U-HE are one of my favourite audio plugin developers. I’ve had their freebies for years, which are surprisingly competent. Their Repro-1 and Repro-5 synths were in beta late last year, same for the Colour Copy delay effect this month. I’d love to add full range to my collection at some point in the future. Why? Well, sound quality, first and foremost, but also, because they offer Linux versions of pretty much all their plugins (albeit in beta status at the current time). It’s important to me that I support U-HE and certain other developers as I made a decision a little while ago that I was only going to buy audio applications which offer (or plan to offer) Linux versions.
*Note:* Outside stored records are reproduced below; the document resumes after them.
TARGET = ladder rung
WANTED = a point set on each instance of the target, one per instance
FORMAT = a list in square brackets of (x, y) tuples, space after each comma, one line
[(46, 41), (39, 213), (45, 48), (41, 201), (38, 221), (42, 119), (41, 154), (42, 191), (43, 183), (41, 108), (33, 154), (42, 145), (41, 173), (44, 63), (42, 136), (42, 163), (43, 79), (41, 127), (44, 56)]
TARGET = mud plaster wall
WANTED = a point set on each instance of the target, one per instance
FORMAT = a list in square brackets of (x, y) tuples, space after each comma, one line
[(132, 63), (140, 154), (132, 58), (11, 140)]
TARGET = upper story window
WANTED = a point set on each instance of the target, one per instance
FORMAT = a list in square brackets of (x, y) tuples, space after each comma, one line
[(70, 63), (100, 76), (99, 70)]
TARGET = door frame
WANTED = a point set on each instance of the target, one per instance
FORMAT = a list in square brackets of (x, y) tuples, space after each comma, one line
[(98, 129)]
With Apple making moves that suggest they will stop making Macs, and Microsoft planning to release the next version of Windows in ‘Desktop as a Service’ format, Linux seems like the only option likely to cater to those creatives who still want a fully upgradeable box, with an operating system they can tweak, under their control with the ability to update when it suits their workflow.
For a composer working all hours to complete and deliver a three month project, losing two hours, two days, or even two weeks could have a serious impact on their ability to deliver by the deadline if a forced update screws up one of the applications that’s critical to workflow. Of course, that’s always a possibility with any OS, but at least Linux gives me the option to decide whether to update. It doesn’t sound like that will be an option on Windows for much longer.
A tweakable and upgradeable OS and hardware platform is quite important to me, which is one of the reasons I’ve long avoided the switch to Macs and OSX. If I want to add an extra couple of hard drives or another stick of RAM, I should be able to do that myself without incurring the wrath of the company I bought it from. Same if I want to (and can afford to) build a rackmount monster PC with an 18 core CPU, 24 Terabytes of SSD storage and 512 Gb of RAM (I can dream). Plus, the stability and performance gains I see with Linux should be appealing to creatives, who tend to push the capabilities of their computers.
Anyway, I digress… as I’ve mentioned elsewhere, I would very much like to move my audio work to Linux in its entirety, and plugins like the U-HE collection go a long way towards making that possible. I can’t recommend them highly enough – the ones I’ve tried are all absolutely brilliant, and I look forward to adding more of them to my collection.